The 2010 census forms go to 135 million households at a time when the country has grown more ethnically and racially diverse because of immigration and a growing number of interracial marriages, USA Today reported Wednesday.
"It's a historic opportunity to see how things have changed or how things have not changed," said Nicholas Jones, chief of the Census Bureau racial statistics branch. Jones called multiracial Americans one of the fastest-growing demographic groups.
The Census Bureau first allowed people to choose more than one race in the 2000 census, and this year's census will enable some of those who were children identified as one race by parents to choose more than one now that they're adults.
The bureau predicts by 2050, there will be no racial or ethnic majority as the proportion of non-Hispanic whites slides below 50 percent.

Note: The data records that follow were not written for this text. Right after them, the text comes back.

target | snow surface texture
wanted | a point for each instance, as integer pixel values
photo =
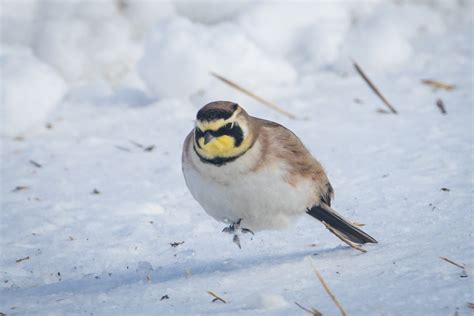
(94, 209)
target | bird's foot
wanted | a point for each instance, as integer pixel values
(236, 230)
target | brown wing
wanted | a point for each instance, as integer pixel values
(284, 144)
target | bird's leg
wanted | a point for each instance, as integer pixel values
(235, 229)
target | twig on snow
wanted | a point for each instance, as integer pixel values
(36, 164)
(440, 105)
(453, 263)
(253, 95)
(22, 259)
(311, 311)
(328, 290)
(438, 84)
(216, 297)
(373, 87)
(344, 239)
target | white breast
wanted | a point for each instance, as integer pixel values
(263, 198)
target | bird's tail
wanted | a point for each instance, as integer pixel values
(326, 214)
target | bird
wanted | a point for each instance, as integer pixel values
(253, 174)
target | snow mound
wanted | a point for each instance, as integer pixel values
(180, 54)
(30, 91)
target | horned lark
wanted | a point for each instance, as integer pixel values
(246, 171)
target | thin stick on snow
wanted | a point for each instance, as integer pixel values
(373, 87)
(253, 95)
(453, 263)
(311, 311)
(438, 84)
(216, 297)
(344, 239)
(440, 105)
(328, 290)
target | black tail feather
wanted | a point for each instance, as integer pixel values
(326, 214)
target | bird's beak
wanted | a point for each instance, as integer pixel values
(208, 137)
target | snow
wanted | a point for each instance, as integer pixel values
(106, 222)
(30, 91)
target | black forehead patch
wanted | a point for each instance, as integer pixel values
(217, 110)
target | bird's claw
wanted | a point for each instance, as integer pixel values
(235, 229)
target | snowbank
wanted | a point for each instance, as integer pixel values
(30, 91)
(179, 55)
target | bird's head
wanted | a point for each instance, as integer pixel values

"Tomorrow's children and their children will, in fact, be multiracial, leading to a potential post-racial society," said William Frey, a demographer at the Brookings Institution.
"The issue isn't just multirace," said census historian Margo Anderson, a professor at the University of Wisconsin-Milwaukee. "It's the blurring of the very traditional black vs. white. … The clarity is breaking down."
One census question asks if anyone in the household is Hispanic, Latino or of Spanish origin, while another asks the race of each person, specifying, "Mark one or more boxes" for race or check "some other race."
The government relies on the information to check compliance with anti-discrimination laws, fair employment and affirmative action.
The Census Bureau said 2.3 percent of the population -- about 7 million people -- say they're of more than one race. Mixed-race marriages climbed 20 percent since 2000, to 4.5 million, or 8 percent of the total.